Now we can loop through the file, find a city in the chosen home country and call the geopy.distance.geodesic() function to calculate the distance. In the code below, we are just computing first 5 matches.

from geopy import distance

counter = 0
with open(path, 'r', encoding='utf-8') as f:
    csv_reader = csv.DictReader(f)
    for row in csv_reader:
        if (row['country'] == home_country and
            row['city_ascii'] != home_city):
            city_coordinates = (row['lat'], row['lng'])
            city_distance = distance.geodesic(
                city_coordinates, home_city_coordinates).km
            print(row['city_ascii'], city_distance)
            counter += 1
            
        if counter == 5:
            break
            

Writing files

Instead of printing the results, let's write the results to a new file. Similar to csv.DictReader(), there is a companion csv.DictWriter() method to write files. We create a csv_writer object and then write rows to it using the writerow() method.

First we create an output folder to save the results. We can first check if the folder exists and if it doesn't exist, we can create it.

output_dir = 'output'
if not os.path.exists(output_dir):
    os.mkdir(output_dir)
output_filename = 'cities_distance.csv'
output_path = os.path.join(output_dir, output_filename)

with open(output_path, mode='w', newline='', encoding='utf-8') as output_file:
    fieldnames = ['city', 'distance_from_home']
    csv_writer = csv.DictWriter(output_file, fieldnames=fieldnames)
    csv_writer.writeheader()
    
    # Now we read the input file, calculate distance and
    # write a row to the output 
    with open(path, 'r', encoding='utf-8') as f:
        csv_reader = csv.DictReader(f)
        for row in csv_reader:
            if (row['country'] == home_country and
                row['city_ascii'] != home_city):
                city_coordinates = (row['lat'], row['lng'])
                city_distance = distance.geodesic(
                    city_coordinates, home_city_coordinates).km
                csv_writer.writerow(
                    {'city': row['city_ascii'],
                     'distance_from_home': city_distance}
                )

Below is the complete code for our task of reading a file, filtering it, calculating distance and writing the results to a file.

import csv
import os
from geopy import distance

data_pkg_path = 'data'
input_filename = 'worldcities.csv'
input_path = os.path.join(data_pkg_path, input_filename)
output_filename = 'cities_distance.csv'
output_dir = 'output'
output_path = os.path.join(output_dir, output_filename)

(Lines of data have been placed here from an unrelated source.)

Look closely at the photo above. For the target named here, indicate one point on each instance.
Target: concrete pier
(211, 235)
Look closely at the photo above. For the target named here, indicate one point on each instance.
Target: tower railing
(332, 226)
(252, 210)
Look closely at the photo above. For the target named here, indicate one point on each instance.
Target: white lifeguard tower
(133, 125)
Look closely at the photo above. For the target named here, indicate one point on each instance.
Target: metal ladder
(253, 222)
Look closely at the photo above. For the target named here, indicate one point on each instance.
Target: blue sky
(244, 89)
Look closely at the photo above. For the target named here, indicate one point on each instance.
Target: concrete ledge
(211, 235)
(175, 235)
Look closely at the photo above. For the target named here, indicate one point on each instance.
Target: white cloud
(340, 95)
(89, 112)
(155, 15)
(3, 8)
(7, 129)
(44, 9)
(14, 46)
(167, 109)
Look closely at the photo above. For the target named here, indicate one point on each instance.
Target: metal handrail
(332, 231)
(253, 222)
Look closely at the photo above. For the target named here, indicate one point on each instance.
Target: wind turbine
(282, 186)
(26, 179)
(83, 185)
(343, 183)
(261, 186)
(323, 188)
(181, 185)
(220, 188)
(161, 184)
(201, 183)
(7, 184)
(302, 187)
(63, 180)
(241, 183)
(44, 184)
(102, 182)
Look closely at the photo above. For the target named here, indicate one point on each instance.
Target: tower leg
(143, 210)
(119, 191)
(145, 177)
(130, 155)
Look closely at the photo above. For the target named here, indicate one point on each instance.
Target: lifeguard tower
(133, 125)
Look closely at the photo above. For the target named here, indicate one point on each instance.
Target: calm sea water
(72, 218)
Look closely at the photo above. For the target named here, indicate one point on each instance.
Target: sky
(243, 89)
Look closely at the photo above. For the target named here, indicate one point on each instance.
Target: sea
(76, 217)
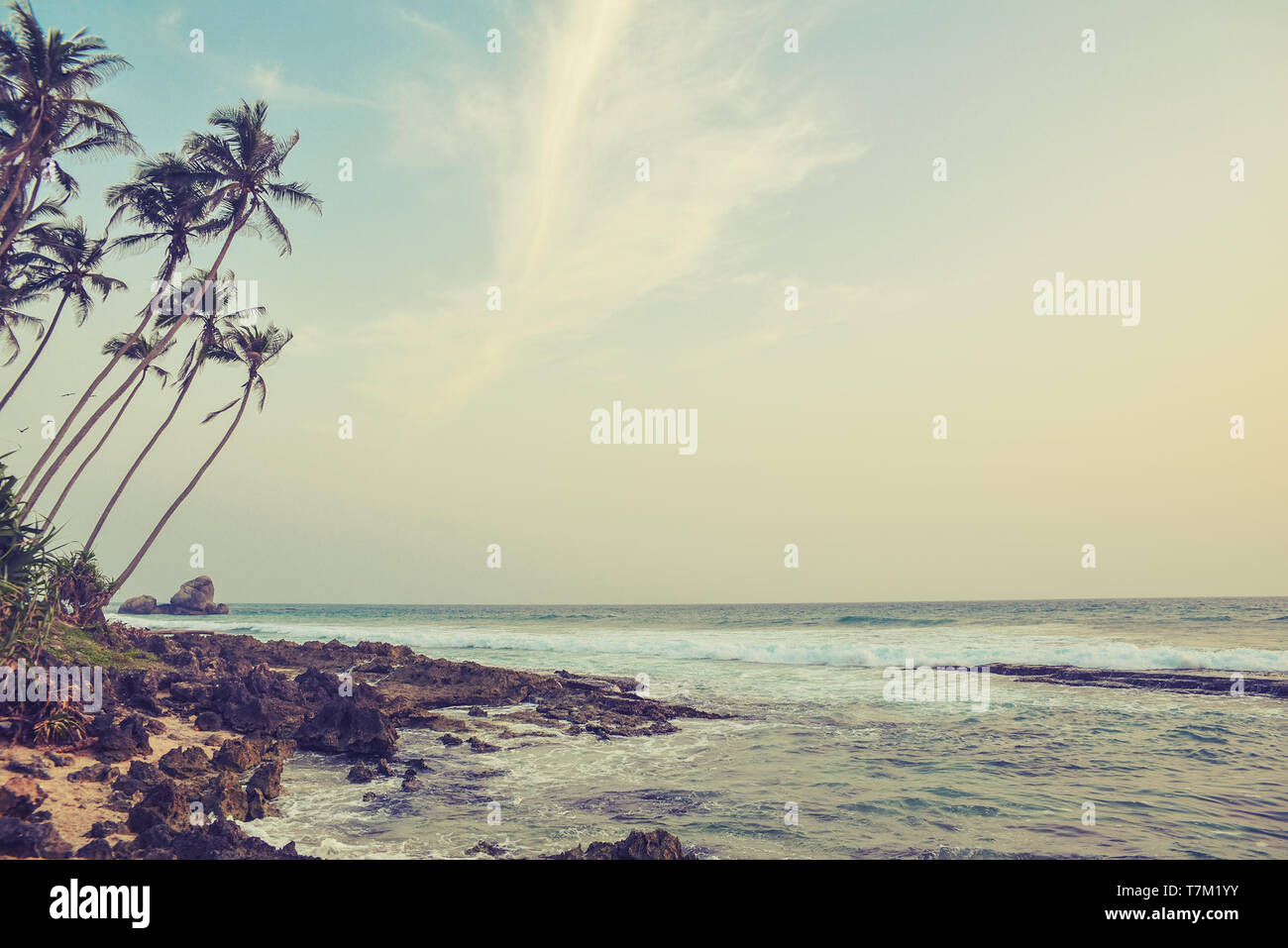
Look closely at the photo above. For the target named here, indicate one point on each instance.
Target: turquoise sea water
(1167, 775)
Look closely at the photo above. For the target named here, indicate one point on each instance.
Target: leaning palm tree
(47, 108)
(130, 348)
(166, 201)
(214, 321)
(253, 348)
(17, 291)
(241, 161)
(69, 263)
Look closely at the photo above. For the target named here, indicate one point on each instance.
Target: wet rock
(140, 605)
(361, 773)
(33, 769)
(318, 686)
(237, 755)
(162, 805)
(267, 780)
(138, 687)
(194, 595)
(95, 849)
(94, 773)
(639, 845)
(226, 797)
(258, 806)
(185, 764)
(117, 743)
(103, 827)
(344, 727)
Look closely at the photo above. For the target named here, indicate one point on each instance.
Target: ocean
(812, 760)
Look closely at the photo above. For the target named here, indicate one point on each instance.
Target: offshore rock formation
(194, 597)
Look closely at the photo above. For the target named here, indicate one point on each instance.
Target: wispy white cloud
(699, 90)
(270, 82)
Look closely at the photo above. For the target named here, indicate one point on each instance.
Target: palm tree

if not os.path.exists(output_dir):
    os.mkdir(output_dir)
    
home_city = 'Bengaluru'
home_country = 'India'

with open(input_path, 'r', encoding='utf-8') as input_file:
    csv_reader = csv.DictReader(input_file)
    for row in csv_reader:
        if row['city_ascii'] == home_city:
            home_city_coordinates = (row['lat'], row['lng'])
            break

with open(output_path, mode='w', newline='') as output_file:
    fieldnames = ['city', 'distance_from_home']
    csv_writer = csv.DictWriter(output_file, fieldnames=fieldnames)
    csv_writer.writeheader()

    with open(input_path, 'r', encoding='utf-8') as input_file:
        csv_reader = csv.DictReader(input_file)
        for row in csv_reader:
            if (row['country'] == home_country and
                row['city_ascii'] != home_city):
                city_coordinates = (row['lat'], row['lng'])
                city_distance = distance.geodesic(
                    city_coordinates, home_city_coordinates).km
                csv_writer.writerow(
                    {'city': row['city_ascii'],
                     'distance_from_home': city_distance}
                )

print('Successfully written output file at {}'.format(output_path))

Exercise

Replace the home_city and home_country variables with your own home city and home country and create a CSV file containing distance from your home city to every other city in your country.